Unfortunately, no definitive identifier links the input/output icon from an object in Link mode to the object you see in Edit mode. MediaVerse attempts to locate the input/output icon "over" the grayed-out object, but so many objects on a screen can be confusing. Clicking on the O of the button's input/output icon produces a dialog box of attributes, events, relationships, HotLinks, and wires. We selected the Clicked event and connected it to the play method of the sound object. A wire appeared that connected the output of the button to the input of the sound, which provided visual confirmation.

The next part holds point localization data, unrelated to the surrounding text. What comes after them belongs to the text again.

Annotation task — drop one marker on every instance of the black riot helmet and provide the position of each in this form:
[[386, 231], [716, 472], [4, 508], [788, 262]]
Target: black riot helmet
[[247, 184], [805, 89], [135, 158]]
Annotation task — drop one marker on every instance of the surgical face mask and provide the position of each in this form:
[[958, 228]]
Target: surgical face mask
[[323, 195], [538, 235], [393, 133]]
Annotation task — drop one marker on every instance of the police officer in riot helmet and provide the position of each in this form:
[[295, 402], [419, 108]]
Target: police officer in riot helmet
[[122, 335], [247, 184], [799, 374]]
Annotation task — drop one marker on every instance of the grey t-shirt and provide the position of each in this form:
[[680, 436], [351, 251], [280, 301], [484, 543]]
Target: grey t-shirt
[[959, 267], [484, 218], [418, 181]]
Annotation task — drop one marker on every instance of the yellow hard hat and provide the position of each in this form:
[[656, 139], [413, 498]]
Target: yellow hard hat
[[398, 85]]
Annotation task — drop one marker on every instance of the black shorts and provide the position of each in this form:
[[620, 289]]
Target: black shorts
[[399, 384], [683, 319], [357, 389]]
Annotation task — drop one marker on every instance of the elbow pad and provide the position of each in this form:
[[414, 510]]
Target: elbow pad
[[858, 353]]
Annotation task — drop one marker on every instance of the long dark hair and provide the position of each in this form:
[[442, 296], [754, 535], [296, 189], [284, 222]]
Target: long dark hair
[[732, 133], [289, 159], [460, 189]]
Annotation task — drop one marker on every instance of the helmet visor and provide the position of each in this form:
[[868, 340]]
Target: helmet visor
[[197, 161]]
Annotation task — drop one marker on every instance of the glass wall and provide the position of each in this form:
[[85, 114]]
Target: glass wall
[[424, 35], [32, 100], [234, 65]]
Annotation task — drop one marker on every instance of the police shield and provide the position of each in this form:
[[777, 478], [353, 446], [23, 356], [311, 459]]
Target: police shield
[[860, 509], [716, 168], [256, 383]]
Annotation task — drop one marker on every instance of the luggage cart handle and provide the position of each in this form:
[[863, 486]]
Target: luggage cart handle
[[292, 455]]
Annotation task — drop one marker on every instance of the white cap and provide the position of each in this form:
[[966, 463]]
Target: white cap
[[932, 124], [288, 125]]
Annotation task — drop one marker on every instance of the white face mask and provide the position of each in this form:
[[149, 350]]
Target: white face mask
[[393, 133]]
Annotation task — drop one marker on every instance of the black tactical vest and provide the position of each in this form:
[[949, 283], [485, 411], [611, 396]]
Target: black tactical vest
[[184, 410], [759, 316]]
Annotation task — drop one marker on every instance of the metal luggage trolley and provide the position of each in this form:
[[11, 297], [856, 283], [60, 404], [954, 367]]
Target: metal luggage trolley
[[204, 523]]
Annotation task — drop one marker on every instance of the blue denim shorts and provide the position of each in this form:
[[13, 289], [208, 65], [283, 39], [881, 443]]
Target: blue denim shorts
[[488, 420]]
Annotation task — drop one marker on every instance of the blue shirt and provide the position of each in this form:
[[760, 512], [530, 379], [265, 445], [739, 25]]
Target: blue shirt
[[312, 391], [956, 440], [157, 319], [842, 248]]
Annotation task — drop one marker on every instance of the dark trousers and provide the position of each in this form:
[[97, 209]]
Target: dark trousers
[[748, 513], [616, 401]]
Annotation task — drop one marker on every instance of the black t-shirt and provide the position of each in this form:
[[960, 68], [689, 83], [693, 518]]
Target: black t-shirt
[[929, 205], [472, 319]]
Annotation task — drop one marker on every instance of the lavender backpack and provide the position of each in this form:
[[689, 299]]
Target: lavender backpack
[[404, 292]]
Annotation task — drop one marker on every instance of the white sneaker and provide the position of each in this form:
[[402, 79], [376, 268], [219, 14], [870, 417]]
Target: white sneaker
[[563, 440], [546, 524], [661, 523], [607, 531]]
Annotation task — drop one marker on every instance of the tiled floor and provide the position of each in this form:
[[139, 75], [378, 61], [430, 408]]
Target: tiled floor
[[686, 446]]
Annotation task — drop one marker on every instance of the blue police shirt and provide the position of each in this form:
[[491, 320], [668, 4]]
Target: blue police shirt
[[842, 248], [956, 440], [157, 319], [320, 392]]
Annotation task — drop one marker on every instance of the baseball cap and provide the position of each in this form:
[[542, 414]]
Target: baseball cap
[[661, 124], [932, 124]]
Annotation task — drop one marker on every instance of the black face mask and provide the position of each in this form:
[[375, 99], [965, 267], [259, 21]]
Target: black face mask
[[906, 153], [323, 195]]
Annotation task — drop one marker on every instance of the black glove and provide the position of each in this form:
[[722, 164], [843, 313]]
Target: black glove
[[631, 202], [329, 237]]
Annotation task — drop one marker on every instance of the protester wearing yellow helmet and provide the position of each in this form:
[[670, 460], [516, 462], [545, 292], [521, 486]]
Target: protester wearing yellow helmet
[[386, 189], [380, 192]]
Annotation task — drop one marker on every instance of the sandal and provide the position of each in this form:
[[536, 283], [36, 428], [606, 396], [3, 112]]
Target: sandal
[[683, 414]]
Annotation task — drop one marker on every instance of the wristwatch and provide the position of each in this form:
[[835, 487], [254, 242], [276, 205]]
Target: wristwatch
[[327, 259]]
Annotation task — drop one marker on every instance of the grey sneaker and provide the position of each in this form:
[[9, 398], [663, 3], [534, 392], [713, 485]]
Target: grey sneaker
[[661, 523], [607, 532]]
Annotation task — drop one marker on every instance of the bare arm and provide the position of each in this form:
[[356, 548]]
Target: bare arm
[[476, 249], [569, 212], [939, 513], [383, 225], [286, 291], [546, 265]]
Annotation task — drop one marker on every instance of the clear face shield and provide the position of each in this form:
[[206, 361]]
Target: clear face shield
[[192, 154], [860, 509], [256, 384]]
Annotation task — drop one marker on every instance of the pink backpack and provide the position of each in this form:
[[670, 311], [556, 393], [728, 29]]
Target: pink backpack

Looking Glass promises that Version 2 of MediaVerse will include a more mature environment, extensions to support data access, and even deployment over the Internet. If the applications you develop fall precisely within MediaVerse's territory, the product, despite its shortcomings, should fulfill your needs. In any event, MediaVerse, with its unique approach, is certainly a product to watch.


MediaVerse 1.5

List price: $799.

Requires: 486/66-based PC or better, 8MB RAM, 4MB hard disk space, Microsoft Windows 3.1 or later, VGA card, 2X CD-ROM drive.

In short: MediaVerse is an average hypermedia authoring tool optimized for creating interactive books and media management but adaptable to kiosk creation and CBT.

Looking Glass Software Inc., Inglewood, CA; 310-348-8240; fax, 310-348-9786.

Suitability to Task

                                 Power     Ease

Interactive title development    Fair      Good
Computer-based training (CBT)    Fair      Fair
Interactive catalogs/kiosks      Good      Good
Web authoring                    N/A       N/A

N/A--Not applicable: The product does not have this feature.